Gallery: New names added to Tallinn's Victims of Communism memorial
New names have been added to the Victims of Communism Memorial (Kommunismiohvrite memoriaal) in Tallinn, as part of events on Wednesday which marked 82 years since the June 14, 1941 deportation of Estonians by the occupying Soviet regime.
The plaques containing the names of victims who had not previously been included on the memorial, located in the Maarjamäe district of the capital and which opened in 2018, were added.
Today marks the 82nd anniversary of June Deportations carried out by Soviet forces. The memory of the deportations still stays with .
— Margus Tsahkna (@Tsahkna) June 14, 2023
These grave crimes against humanity should not have occurred again. And yet, history is repeating itself in what Russia is doing in . pic.twitter.com/Ji8ARlp0rN
Of the approximately 10,000 people deported, mainly to the Gulag system and to penal colony towns in Siberia, around 7,000 were women, children or elderly people.
In addition, the deportations, which also hit Latvia and Lithuania in the same way, aimed to deprive the country of its best and brightest in order to hobble the massive progress made in the 20 or so years since Estonia had first become independent. Following an edict in 1942, many of these people were executed.
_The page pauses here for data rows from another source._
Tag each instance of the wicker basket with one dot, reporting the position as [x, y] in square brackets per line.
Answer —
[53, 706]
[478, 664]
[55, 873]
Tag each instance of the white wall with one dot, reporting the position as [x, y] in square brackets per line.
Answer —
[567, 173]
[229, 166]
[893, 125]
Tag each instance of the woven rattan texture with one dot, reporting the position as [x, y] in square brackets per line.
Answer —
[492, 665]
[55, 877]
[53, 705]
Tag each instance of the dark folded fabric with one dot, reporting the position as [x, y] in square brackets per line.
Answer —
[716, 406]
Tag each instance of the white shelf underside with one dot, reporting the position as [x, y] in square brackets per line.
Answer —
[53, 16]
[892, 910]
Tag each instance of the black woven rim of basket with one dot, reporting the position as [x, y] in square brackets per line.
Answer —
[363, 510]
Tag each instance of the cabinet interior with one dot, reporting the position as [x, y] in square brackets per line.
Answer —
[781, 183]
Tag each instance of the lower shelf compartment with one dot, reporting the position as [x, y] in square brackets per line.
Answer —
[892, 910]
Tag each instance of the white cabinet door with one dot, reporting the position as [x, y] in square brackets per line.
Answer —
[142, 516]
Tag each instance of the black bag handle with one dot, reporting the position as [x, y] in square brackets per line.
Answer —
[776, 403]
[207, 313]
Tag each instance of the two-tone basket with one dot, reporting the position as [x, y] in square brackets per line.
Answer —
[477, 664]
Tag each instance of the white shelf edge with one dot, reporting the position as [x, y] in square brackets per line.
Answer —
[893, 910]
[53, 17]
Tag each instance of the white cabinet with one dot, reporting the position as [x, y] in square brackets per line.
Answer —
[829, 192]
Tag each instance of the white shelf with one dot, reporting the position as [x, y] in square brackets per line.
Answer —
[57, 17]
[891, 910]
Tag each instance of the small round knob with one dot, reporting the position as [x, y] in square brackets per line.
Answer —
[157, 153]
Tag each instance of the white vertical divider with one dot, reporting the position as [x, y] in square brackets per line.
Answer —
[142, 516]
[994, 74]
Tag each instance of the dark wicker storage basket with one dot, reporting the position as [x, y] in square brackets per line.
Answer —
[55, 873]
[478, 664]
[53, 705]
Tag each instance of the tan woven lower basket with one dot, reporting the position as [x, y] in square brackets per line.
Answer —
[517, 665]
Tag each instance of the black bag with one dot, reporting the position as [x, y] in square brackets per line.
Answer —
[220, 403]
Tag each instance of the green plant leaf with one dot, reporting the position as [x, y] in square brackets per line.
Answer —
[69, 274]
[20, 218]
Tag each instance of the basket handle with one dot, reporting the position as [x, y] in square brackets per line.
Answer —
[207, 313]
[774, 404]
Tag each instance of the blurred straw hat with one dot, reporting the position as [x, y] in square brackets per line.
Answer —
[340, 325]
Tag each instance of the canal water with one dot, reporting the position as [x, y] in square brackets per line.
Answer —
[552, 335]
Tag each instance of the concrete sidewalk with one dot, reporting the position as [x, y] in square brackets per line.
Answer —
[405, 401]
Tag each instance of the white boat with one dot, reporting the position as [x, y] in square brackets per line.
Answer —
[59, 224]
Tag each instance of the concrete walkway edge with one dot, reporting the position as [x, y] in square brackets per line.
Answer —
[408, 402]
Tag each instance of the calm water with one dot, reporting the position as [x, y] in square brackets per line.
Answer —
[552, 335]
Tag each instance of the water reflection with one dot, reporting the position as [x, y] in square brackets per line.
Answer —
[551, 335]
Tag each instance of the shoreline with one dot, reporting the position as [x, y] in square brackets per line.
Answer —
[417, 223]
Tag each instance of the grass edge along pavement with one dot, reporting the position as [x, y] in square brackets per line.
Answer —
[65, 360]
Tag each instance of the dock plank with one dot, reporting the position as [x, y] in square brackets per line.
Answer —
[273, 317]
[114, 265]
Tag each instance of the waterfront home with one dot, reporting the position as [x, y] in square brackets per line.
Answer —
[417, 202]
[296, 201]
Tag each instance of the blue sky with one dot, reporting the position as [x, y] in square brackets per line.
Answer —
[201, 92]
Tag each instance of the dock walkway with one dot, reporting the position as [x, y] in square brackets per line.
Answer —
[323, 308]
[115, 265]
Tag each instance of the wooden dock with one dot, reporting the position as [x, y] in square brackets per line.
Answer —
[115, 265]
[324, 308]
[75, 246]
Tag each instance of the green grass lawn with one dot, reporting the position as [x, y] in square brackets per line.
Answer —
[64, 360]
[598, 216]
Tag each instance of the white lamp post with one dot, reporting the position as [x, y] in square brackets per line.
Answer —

Others returned later, and many Estonians were also born in exile, to return later.
While the occupying Soviet forces fled the Nazi German onslaught which began with Operation Barbarossa launched just over a month later, the returned from autumn 1944 and again instituted deportations and other repressions.
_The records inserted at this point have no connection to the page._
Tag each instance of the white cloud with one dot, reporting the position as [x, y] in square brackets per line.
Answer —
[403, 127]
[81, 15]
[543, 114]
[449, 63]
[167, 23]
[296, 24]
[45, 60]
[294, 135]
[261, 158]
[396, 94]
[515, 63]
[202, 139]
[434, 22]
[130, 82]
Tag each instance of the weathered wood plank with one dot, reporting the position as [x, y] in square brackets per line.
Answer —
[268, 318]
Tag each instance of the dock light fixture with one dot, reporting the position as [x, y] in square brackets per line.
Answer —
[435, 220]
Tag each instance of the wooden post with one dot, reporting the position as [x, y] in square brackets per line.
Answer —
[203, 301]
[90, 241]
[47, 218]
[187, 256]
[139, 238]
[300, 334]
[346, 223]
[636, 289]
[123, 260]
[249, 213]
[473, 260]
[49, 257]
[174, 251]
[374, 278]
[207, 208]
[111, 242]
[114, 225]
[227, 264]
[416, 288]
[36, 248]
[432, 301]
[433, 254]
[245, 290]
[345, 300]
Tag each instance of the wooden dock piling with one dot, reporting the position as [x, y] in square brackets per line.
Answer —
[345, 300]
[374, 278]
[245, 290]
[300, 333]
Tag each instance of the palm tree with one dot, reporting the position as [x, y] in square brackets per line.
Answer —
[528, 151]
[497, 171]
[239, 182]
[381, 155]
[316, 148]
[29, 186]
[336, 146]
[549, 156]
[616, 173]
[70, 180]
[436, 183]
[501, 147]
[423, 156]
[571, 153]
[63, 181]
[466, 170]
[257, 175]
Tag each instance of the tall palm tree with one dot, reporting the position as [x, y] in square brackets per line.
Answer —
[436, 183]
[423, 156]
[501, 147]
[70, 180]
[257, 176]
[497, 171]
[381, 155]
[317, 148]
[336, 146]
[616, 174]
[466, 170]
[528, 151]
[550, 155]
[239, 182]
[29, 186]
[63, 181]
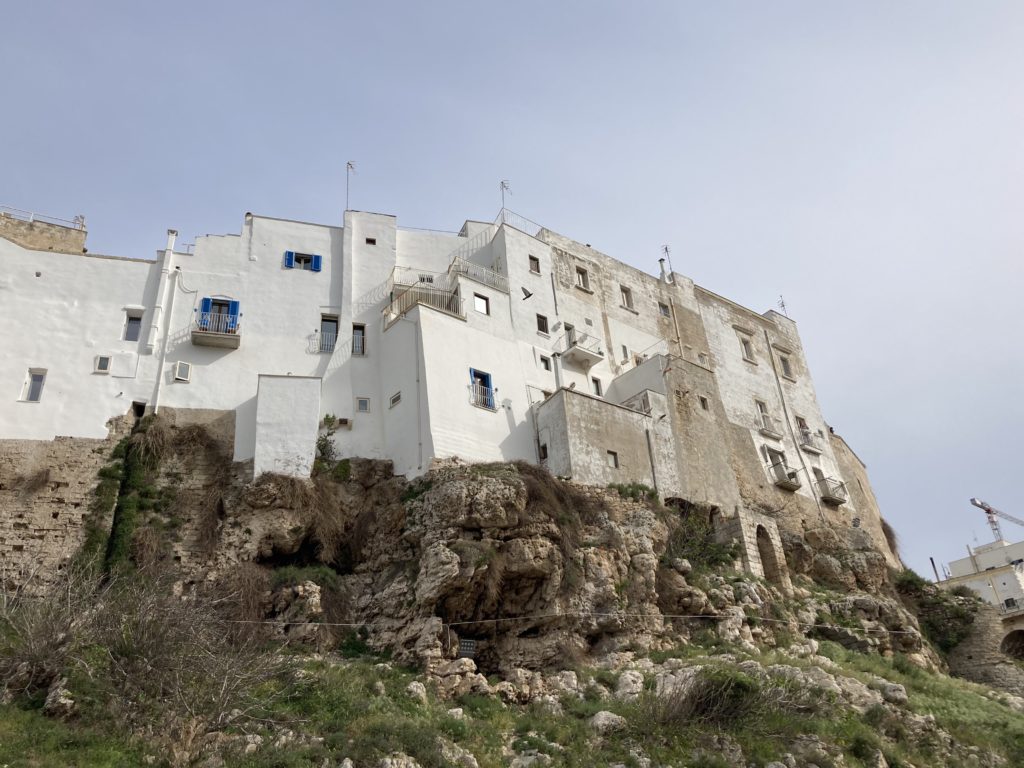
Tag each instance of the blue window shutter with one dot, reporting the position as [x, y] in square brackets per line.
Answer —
[205, 308]
[232, 315]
In total, the Soviet regime deported more than 30,000 people from Estonia between 1941 and 1951, according to Memento, nearly 10,000 of them were minors
Memento, a memorial society which commemorates those who were deported and shines a light on Soviet atrocities, estimates that over 30,000 people were deported from Estonia, by the Soviet regime, from June 1941 until around the time of the death of Stalin; of these, around a third were children, Memento says.
Unlike Germany in respect of the Nazi regime of 1932-1945, no hint of contrition or apology has ever been forthcoming from the Russian Federation, the Soviet Union's successor state – as referenced in its own constitution.
Wednesday, June 14 was a flag day, with many events nationwide marking the anniversary.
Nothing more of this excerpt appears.